Aquí, sobre el escritorio había un periódico cuya primera plana denunciaba la crisis (en el fútbol). Al costado del mostrador, que abarcaba casi la totalidad de la pared, se desarrollaba la sala, pequeñísima aunque a su través confluían múltiples pasillos. Al salir de la oficina… consultorio del cardiólogo, registré la piecita atentamente al acecho de un espacio donde pudiera situarme a revisar en comodidad unos papeles que informaban acerca de la próxima consulta, medicamentos, horarios. Las sillas eran escasas, tras el mostrador un teléfono resultó inatendido. Había muchos pacientes pero pude asentarme a mis anchas en una esquina. Entonces noté cómo una vieja sentada en el medio de una fila de tres asientos, a dos metros de mí, estaba sufriendo una especie de ataque. Lo noté al igual que todos: cuando a todos se nos volvió manifiesto por el salto que despegó de su lado al hombre sentado previamente a su lado (cuando a esté se le volvió manifiesto el hecho de que la vieja sentada a su lado estaba sufriendo una especie de ataque). Salto despavorido, luego inmóvil contemplación. Dejó caer de entre sus manos el diario. La vieja estaba sentada con la cabeza echada hacia atrás y el cuerpo estriado tieso, tiesísimo, estirado todo a lo largo del cuerpo. Sacudíasele, íntegro, éste, tragicómicamente. Crisis. Todo a su alrededor parecían ya comenzar a acomodarse las invisibles sombras mortuorias. Se agolpaban también múltiples pacientes, a una distancia prudente, un radio de un metro (yo ya me había adelantado uno), para obtener una vista de privilegio. Y las viejas presentes -verdaderas viejas conchudas- iban calentando las gargantas para amena pero menuda charla.

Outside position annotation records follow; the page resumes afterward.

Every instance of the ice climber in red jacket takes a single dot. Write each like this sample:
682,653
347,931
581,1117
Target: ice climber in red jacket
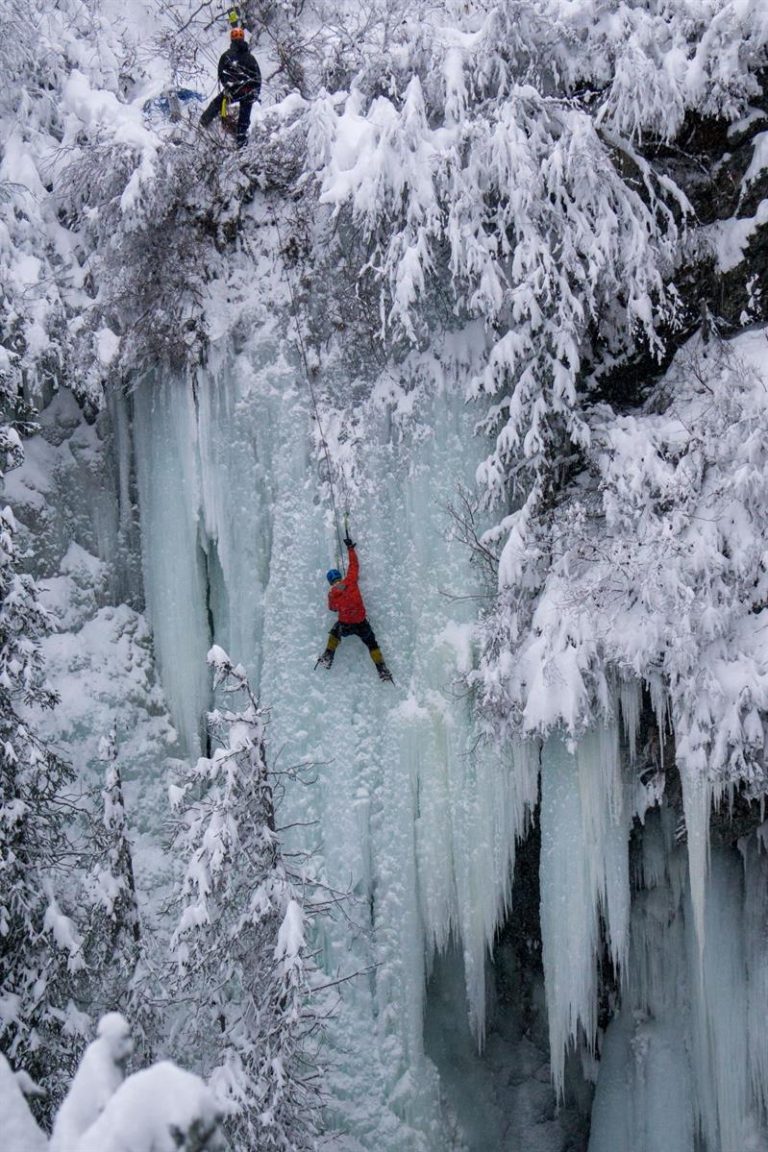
344,598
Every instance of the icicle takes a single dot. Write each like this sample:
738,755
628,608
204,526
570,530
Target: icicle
755,935
174,571
643,1101
603,810
584,872
697,806
719,1010
630,694
569,908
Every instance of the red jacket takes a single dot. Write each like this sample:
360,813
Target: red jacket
344,597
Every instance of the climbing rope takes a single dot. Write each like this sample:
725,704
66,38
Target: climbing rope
316,409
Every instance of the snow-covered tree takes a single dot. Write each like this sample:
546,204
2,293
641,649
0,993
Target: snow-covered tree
40,946
240,941
20,1129
161,1108
100,1073
112,929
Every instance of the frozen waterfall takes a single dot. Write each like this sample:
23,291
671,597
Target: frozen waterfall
530,992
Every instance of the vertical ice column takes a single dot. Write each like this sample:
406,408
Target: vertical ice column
719,997
584,871
165,442
643,1100
755,934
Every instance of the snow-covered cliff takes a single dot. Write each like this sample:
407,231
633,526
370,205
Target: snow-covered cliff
497,300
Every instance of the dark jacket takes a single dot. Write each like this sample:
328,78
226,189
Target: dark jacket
238,73
344,597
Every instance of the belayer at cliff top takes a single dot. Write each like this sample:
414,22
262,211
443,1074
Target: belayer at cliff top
240,77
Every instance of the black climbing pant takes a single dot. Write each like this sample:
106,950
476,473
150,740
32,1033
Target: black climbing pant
243,116
363,630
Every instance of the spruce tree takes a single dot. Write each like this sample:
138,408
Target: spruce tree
240,942
39,946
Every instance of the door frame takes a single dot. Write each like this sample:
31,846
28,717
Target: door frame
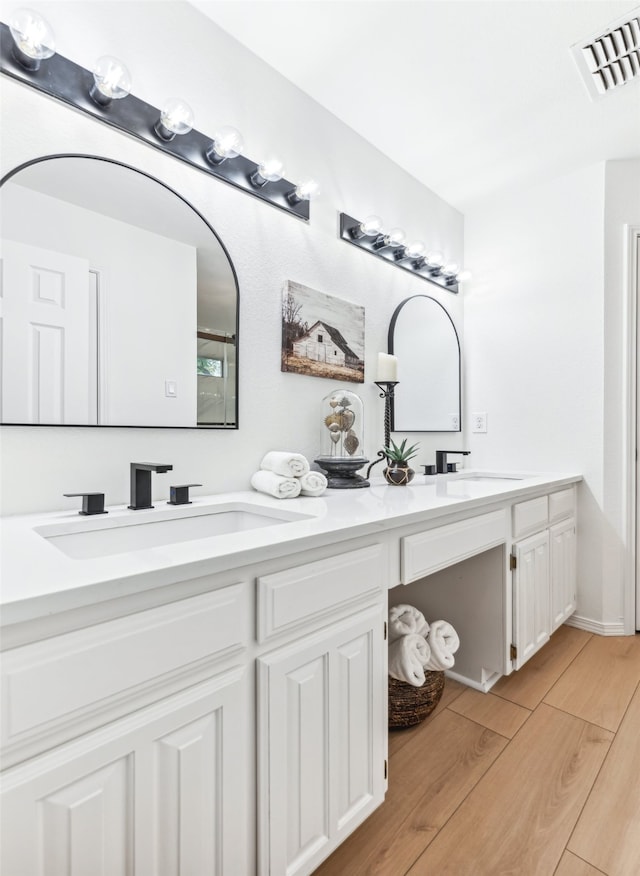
631,472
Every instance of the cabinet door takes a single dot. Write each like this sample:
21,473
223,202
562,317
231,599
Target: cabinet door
159,793
322,742
563,572
532,615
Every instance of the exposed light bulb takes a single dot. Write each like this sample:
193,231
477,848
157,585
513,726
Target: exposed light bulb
371,226
304,191
227,143
33,38
269,170
414,250
112,81
176,117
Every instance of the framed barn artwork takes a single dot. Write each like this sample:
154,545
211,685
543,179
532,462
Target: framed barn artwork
322,336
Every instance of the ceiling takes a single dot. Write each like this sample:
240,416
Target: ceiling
469,96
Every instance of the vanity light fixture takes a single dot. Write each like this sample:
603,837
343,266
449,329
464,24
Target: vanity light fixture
111,81
227,143
27,55
369,227
33,39
390,247
269,170
304,191
176,117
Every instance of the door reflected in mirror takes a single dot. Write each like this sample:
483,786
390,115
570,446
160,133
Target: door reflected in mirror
424,339
119,305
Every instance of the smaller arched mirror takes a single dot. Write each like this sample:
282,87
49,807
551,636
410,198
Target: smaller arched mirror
120,301
424,339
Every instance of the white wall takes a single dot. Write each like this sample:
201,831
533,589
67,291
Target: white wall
545,351
184,53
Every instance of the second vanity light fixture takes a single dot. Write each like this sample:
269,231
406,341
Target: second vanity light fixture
28,54
368,234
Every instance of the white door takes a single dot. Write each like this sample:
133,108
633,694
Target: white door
48,319
531,592
322,731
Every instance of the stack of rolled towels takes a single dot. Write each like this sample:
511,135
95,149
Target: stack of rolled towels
416,646
287,475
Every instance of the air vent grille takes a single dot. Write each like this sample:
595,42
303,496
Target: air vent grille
612,58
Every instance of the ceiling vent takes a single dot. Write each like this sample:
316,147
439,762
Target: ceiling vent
610,59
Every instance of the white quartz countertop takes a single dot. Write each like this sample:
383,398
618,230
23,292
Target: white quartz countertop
39,579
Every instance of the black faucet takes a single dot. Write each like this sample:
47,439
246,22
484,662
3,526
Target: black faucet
141,483
441,459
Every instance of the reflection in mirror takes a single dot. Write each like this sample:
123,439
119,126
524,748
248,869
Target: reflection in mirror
427,397
119,305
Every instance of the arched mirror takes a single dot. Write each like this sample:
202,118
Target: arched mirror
119,305
424,339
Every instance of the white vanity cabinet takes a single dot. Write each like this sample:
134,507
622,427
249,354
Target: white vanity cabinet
544,569
322,710
152,791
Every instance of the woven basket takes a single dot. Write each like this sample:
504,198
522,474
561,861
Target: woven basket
408,705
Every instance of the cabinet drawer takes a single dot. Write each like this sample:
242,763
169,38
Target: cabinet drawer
290,598
562,504
47,681
530,516
427,552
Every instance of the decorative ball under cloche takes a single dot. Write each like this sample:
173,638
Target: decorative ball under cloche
342,439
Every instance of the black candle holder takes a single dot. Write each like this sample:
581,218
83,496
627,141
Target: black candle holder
387,389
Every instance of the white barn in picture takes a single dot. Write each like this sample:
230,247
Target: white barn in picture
324,343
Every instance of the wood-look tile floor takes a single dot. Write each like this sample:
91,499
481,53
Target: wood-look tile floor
540,777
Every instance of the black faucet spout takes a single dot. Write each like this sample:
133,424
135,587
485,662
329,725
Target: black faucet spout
141,482
441,458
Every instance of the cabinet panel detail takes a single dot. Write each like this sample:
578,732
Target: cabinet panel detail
530,516
562,504
321,737
87,827
56,677
304,593
427,552
531,595
563,572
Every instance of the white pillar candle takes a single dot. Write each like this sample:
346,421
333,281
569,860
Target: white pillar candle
387,368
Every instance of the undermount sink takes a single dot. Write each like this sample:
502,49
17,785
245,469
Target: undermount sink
105,536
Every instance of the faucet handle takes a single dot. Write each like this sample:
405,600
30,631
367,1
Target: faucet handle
92,503
179,494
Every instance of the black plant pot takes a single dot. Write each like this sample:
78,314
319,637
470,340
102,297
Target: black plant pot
398,473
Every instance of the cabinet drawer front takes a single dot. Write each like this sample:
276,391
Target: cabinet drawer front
308,592
530,516
427,552
45,682
562,504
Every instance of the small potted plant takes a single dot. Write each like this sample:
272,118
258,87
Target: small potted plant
398,471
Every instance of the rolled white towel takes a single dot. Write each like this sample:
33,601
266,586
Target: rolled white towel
407,658
444,642
314,483
405,619
275,485
289,465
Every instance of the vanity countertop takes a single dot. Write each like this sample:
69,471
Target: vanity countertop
39,579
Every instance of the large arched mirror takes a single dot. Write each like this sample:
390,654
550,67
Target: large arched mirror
119,304
424,339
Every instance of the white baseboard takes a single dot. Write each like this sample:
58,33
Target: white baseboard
591,626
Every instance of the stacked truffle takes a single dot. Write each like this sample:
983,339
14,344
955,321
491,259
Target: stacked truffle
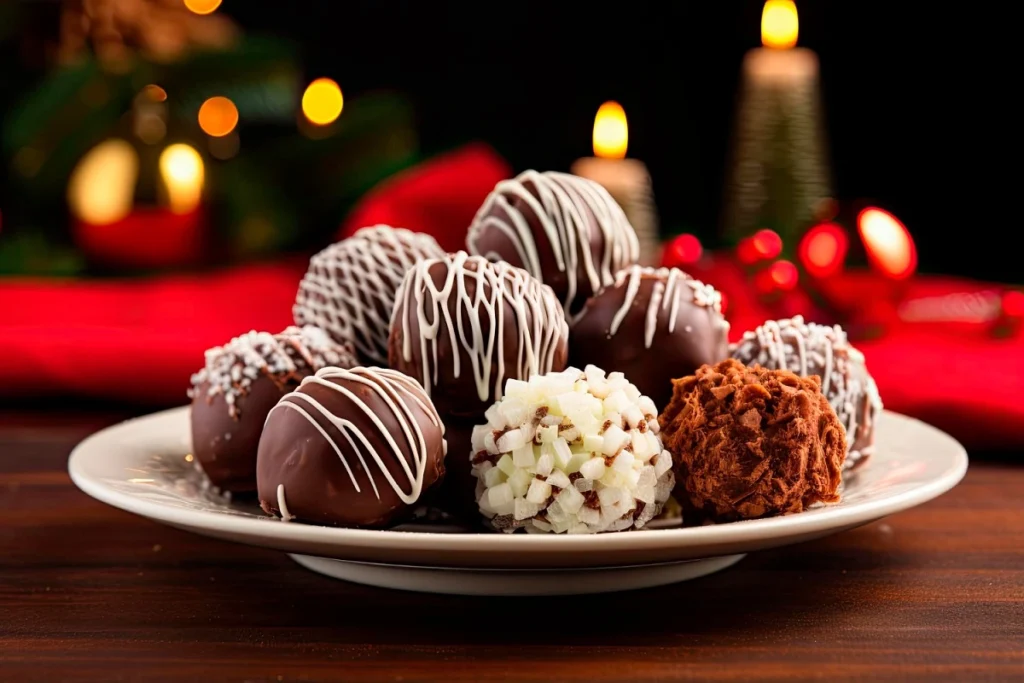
239,385
425,378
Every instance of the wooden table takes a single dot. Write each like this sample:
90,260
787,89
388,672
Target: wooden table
89,593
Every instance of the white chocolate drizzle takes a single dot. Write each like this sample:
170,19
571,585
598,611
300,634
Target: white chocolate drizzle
350,287
286,516
672,288
231,369
562,204
808,348
401,395
474,308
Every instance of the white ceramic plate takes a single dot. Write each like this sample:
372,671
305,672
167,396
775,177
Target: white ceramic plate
140,466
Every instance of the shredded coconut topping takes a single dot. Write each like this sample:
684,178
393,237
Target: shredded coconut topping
288,355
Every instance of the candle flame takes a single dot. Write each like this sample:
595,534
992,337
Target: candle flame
101,188
182,172
888,243
611,135
779,25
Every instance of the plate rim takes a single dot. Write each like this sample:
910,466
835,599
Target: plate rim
732,532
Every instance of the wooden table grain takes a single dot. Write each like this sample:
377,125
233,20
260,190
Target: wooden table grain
89,593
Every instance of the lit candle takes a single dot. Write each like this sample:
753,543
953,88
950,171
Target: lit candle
182,173
779,171
626,179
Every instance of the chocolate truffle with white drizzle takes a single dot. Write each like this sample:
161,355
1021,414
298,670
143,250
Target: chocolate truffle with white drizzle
653,326
565,230
464,326
350,287
350,447
239,385
808,348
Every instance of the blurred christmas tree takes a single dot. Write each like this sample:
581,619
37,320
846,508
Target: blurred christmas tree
153,134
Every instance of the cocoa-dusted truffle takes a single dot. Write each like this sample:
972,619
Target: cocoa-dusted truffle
565,230
463,326
350,447
574,452
807,348
239,385
651,325
752,442
350,286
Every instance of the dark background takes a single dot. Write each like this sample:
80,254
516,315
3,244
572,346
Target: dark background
916,96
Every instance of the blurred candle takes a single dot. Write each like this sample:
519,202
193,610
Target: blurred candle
182,173
626,179
779,173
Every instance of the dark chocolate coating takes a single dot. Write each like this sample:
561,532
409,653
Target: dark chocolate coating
225,445
317,488
698,337
494,243
458,397
457,496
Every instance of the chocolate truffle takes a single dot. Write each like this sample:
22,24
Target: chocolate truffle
807,348
350,447
752,442
463,326
574,452
565,230
651,325
350,286
239,385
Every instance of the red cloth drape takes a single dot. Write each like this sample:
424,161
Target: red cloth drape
139,340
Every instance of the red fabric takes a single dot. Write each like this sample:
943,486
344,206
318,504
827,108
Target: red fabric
953,375
439,197
140,339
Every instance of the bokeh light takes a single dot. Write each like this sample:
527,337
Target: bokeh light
611,133
218,116
889,245
101,188
183,175
322,102
684,250
822,250
203,6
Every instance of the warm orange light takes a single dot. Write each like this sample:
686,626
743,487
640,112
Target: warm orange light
685,250
183,174
889,245
611,134
101,188
823,250
203,6
218,117
322,102
779,24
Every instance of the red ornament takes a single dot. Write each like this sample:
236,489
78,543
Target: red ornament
682,251
822,250
783,274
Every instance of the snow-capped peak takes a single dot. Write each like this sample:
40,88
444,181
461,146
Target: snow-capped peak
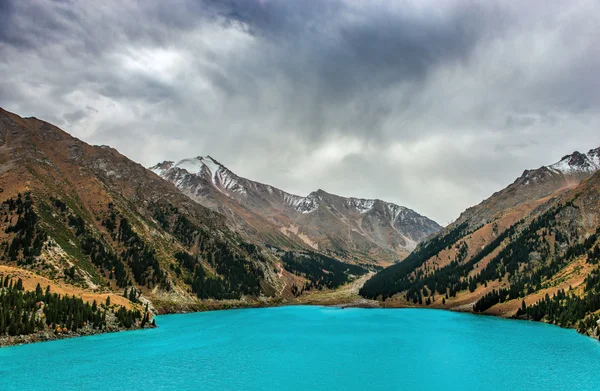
578,162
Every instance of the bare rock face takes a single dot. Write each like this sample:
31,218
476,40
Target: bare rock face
533,185
350,227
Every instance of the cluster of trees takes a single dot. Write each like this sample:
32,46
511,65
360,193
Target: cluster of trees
28,237
528,260
321,270
137,254
26,312
399,277
490,299
566,308
106,260
238,270
100,254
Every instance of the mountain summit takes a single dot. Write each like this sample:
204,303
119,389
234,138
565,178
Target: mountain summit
349,227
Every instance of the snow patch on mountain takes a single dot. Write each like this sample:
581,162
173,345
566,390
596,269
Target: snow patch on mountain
578,162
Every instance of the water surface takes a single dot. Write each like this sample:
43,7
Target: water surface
313,348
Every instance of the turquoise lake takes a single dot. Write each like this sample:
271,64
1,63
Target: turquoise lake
313,348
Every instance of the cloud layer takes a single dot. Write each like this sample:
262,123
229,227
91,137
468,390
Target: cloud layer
433,105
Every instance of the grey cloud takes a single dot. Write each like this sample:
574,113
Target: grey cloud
434,105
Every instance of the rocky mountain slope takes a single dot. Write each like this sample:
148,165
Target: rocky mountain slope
350,228
530,250
88,217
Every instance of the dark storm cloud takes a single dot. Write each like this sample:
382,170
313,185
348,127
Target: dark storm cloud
430,104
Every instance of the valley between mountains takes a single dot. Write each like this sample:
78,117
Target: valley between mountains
91,241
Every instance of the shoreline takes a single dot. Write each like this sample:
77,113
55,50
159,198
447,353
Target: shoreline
47,336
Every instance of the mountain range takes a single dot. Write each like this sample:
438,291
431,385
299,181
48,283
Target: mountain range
193,235
530,250
348,228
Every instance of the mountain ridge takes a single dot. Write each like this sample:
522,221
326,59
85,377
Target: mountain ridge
322,220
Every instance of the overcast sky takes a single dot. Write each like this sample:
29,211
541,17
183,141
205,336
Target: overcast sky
433,105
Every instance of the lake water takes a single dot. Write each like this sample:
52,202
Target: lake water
313,348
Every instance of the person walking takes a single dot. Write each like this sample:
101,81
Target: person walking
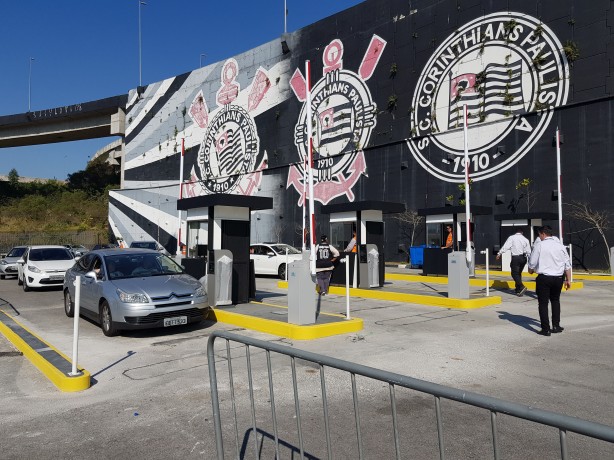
326,255
550,261
520,248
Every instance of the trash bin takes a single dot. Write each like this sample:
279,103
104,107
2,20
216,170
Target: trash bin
219,278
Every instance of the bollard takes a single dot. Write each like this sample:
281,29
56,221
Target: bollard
485,251
75,341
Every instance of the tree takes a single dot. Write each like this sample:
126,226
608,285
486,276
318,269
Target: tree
597,220
409,223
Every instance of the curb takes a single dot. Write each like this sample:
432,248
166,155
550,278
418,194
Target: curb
51,362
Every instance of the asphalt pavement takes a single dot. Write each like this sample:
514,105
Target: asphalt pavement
150,395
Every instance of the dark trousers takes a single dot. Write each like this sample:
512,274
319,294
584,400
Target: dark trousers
516,266
548,288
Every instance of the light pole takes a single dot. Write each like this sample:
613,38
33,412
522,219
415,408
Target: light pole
30,84
140,66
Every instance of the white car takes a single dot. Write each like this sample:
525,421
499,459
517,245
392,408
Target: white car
42,266
270,258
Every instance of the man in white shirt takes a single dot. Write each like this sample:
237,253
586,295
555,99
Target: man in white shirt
520,249
550,261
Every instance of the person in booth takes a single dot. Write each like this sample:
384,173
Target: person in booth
449,238
351,247
325,258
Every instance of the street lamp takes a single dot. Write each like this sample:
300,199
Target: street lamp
30,84
140,55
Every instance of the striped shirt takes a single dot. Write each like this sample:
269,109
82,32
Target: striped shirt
549,258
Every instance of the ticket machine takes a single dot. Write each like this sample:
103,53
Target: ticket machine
227,220
366,218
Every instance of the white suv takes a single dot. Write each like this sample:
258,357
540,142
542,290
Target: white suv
270,258
42,266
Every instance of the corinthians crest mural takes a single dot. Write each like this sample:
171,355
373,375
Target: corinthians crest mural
343,120
503,66
229,157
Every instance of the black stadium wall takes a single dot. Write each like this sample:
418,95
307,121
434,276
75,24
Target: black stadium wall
389,83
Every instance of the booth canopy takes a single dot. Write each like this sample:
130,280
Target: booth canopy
475,210
255,203
385,206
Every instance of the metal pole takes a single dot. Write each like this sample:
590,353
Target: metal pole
347,286
558,174
467,208
178,254
30,85
75,340
308,121
140,54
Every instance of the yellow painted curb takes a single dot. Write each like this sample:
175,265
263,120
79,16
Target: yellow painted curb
62,381
284,329
576,276
494,283
464,304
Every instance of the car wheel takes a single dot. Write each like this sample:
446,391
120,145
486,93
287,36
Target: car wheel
282,272
69,306
106,320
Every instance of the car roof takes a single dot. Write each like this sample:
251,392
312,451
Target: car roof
47,246
123,251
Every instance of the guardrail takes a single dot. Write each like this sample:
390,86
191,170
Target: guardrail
494,406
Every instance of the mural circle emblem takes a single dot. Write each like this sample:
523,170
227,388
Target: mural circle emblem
510,71
228,150
343,120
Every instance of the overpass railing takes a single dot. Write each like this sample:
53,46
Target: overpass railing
494,407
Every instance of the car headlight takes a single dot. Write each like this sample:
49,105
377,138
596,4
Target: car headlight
132,298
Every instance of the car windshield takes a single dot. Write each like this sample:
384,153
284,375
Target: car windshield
144,245
281,249
140,266
42,254
16,252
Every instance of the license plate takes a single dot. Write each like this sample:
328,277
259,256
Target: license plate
175,321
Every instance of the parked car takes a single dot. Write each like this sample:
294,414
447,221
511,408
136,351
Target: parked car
77,249
150,244
43,265
270,258
8,265
134,289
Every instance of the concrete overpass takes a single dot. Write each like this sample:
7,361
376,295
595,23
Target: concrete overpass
87,120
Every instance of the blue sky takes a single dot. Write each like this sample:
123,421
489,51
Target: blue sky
87,50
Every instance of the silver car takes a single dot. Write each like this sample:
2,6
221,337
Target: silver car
134,289
8,265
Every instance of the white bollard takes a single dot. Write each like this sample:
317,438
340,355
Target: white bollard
347,287
485,251
75,341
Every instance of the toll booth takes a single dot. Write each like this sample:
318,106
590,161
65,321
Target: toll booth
435,259
226,219
366,218
510,223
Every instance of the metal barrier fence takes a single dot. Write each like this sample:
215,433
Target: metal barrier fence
564,424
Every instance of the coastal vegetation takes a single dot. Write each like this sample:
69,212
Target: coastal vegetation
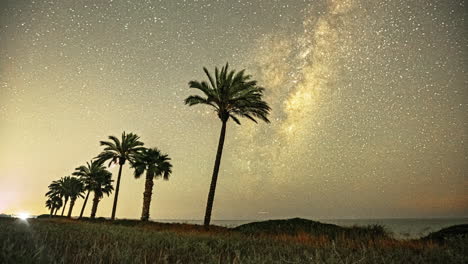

Sólo una persona junto a la vieja: una mujer joven, algo morena para pasar por hija suya: probablemente una enfermera privada o una dama de compañía: le sostenía a la atacada un algodón en la nariz ensangrada, obligándola a mirar al techo. Me enteré por mis propios medios de la vida de la vieja.

Imaginé que, en cierto modo, todos estaríamos imaginándonos también su vida. (Crisis en el fútbol pero también en los valores. Que son tiempos de crisis hace rato dejó de ser tímida sugerencia. Es perceptible, percepción cotidiana, concepto.) Ella había estado casada con un verdadero Hércules de alguna industria pesada (un hombre rudo y duro). Supo siempre tenerle la cena lista pero nunca darle un hijo, y eso él no lo pudo sostener. Acusador, con el rencor comprimido en las retinas la miraba -mientras ella, ignorándolo deliberadamente para mantener intacto su respeto por su grande marido (o por temor al hecho de haber tenido que llegar a ignorarlo, cosa que también conseguía ignorar), atendía innecesarias tareas domésticas-; acusador, él fijamente la miraba. Pero cierto día cobró un dineral importante, y se consiguió una Barbie para darse a la fuga. Se casó con ella y vivieron en Mar del Plata. La vieja, entonces despechada cuarentenaria, consiguió agenciarse otro marido tras una oscura metereta: un buscavida, insalubre borracho, pero (ojo) con ideales. Había perdido uno (un ojo) una vez en un asunto obrero-estudiantil, y lucía ahora en la cuenca izquierda un ojo tecnobiológico, ultrasónico, capaz de detectar una mota de polvo apoyada incluso -¡bendita tecnología!- sobre otra mota de polvo, a distancias alarmantes. La casa nunca estaba para él lo suficientemente limpia, y se dedicaba entonces diariamente a fulminar a su señora (¡también!) con la mirada (cuando no con un puño biotecnólogo o un justiciero patadón, escatológico, en el orto). Me enteré, porque quise, de que ella lo dejó al tiempo. Se llevó consigo una triste suma de ahorros y vivió en la soledad su período de pre-envejecimiento. Como a todos, la salud, eventualmente, se le truncó. Como a todos los viejos. En crisis entra, de a poco, el cuerpo.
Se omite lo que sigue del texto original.